You won't find me quoting many United Methodists, at least not in a favorable light, but I saw this article yesterday and thought he hit the nail on the head. The article, Kentucky United Methodist Bishop Cites Obstacles to Evangelism, cites Lindsey Davis who is a UMC Bishop in Kentucky and what he said was fascinating to me (emphasis added)..
“I love our church,” Davis said. “But it greatly frustrates me at
times because I so earnestly believe that our Wesleyan theology is
exactly what our world needs to hear. Yet our structures and process
seem so unable to chart a new course for our journey. Our future must be
focused on evangelism. And there are parts of our church these days
that won’t even talk about evangelism.”
United Methodism, while growing globally, has lost 3.5 million in the
U.S. over 45 years. Davis pointed to the “inability of our church to
adjust and change” to reach new people for Christ.

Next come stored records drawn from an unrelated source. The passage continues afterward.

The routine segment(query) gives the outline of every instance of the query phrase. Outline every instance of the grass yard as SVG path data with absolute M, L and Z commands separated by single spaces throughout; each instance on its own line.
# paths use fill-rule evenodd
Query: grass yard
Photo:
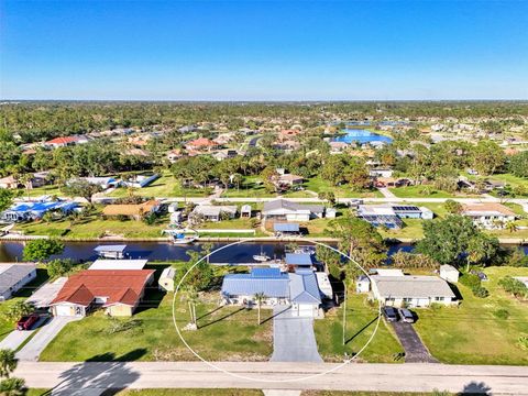
M 352 355 L 366 343 L 377 321 L 377 305 L 372 307 L 364 296 L 349 295 L 346 305 L 346 345 L 342 344 L 342 308 L 327 312 L 327 317 L 315 321 L 319 353 L 324 361 L 341 362 L 344 352 Z M 382 320 L 372 343 L 358 358 L 371 363 L 392 363 L 397 353 L 403 352 L 392 330 Z
M 300 396 L 435 396 L 424 392 L 302 391 Z M 442 393 L 442 396 L 453 395 Z
M 528 268 L 490 267 L 484 270 L 490 282 L 483 286 L 490 297 L 474 297 L 469 288 L 458 285 L 463 300 L 458 308 L 417 309 L 416 330 L 432 355 L 450 364 L 527 365 L 528 351 L 517 345 L 528 336 L 528 301 L 519 301 L 497 285 L 506 275 L 528 276 Z M 505 309 L 508 319 L 494 312 Z
M 102 234 L 122 235 L 125 238 L 161 238 L 162 230 L 168 224 L 168 215 L 162 216 L 152 226 L 135 220 L 103 220 L 97 211 L 78 223 L 69 220 L 57 220 L 50 223 L 34 221 L 16 224 L 15 230 L 26 235 L 64 237 L 67 239 L 94 239 Z
M 160 178 L 146 187 L 138 188 L 134 194 L 140 197 L 204 197 L 205 191 L 199 188 L 183 188 L 169 174 L 164 173 Z M 119 187 L 110 193 L 109 197 L 122 198 L 128 195 L 127 188 Z
M 332 191 L 338 198 L 383 198 L 383 194 L 377 189 L 372 191 L 353 191 L 349 186 L 333 186 L 329 180 L 320 177 L 312 177 L 304 183 L 306 189 L 314 193 Z
M 116 394 L 116 396 L 263 396 L 263 395 L 264 393 L 260 389 L 221 389 L 221 388 L 124 389 Z
M 150 307 L 132 318 L 111 319 L 97 312 L 69 323 L 41 354 L 41 361 L 190 361 L 196 358 L 182 343 L 173 324 L 173 295 L 147 295 Z M 183 331 L 186 341 L 204 359 L 266 361 L 272 353 L 272 320 L 257 326 L 256 310 L 218 307 L 218 293 L 197 305 L 197 331 Z M 157 304 L 160 304 L 157 306 Z M 182 329 L 189 322 L 188 305 L 176 302 Z M 262 311 L 263 320 L 271 310 Z M 116 331 L 114 323 L 124 323 Z
M 391 188 L 391 193 L 398 198 L 453 198 L 457 196 L 455 194 L 438 190 L 431 186 L 397 187 Z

“A lot of what we’ve been doing is not working,” Davis regretted of
United Methodism. “It’s not bearing the fruit God expects. Not reaching
the lost. We don’t even call them lost any more. We don’t even see those
people as lost.”
Indeed. How can you reach the lost if you are afraid of calling them lost in the first place? Without the urgency of a visceral awareness of the lostness of man and the reality of hell how exactly does one evangelize? Or at least how does one evangelize using the Biblical Gospel?
So much of what I see that falls under the umbrella of "progressive" or liberal Christianity strikes me as a reaction against the real and perceived excesses of fundamentalist Christianity. I get that, even as someone who bears many of the marks of fundamentalism, but I also see a lot of baby being tossed out with the bathwater. From the reality of hell and the historicity of Adam to issues of gender and sexuality it seems to me that in the urge to cast off any association with conservatism or fundamentalism the church in the progressive wing has lost a lot of crucial truths to their detriment. In doing so they have lost their connection to the core of the Gospel, namely the substitutionary atonement of Christ.
I am certain that many on the "left" would take umbrage at my admittedly sweeping assertion. Please note that I absolutely recognize that in spite of what I would label overly political solutions to Kingdom questions I do appreciate that at least progressive Christians seem concerned with issues of poverty and justice to an extent largely unheard of among more "orthodox" or "conservative" Christians. My concern is that there is a cart before the horse problem, a matter of prioritization. Teaching people to care for the poor is laudable but is not in and of itself the Gospel, especially not when caring for the poor becomes synonymous with secular economic redistribution.
Anyway, what do you think? Is my critique and that of Mr. Davis fair?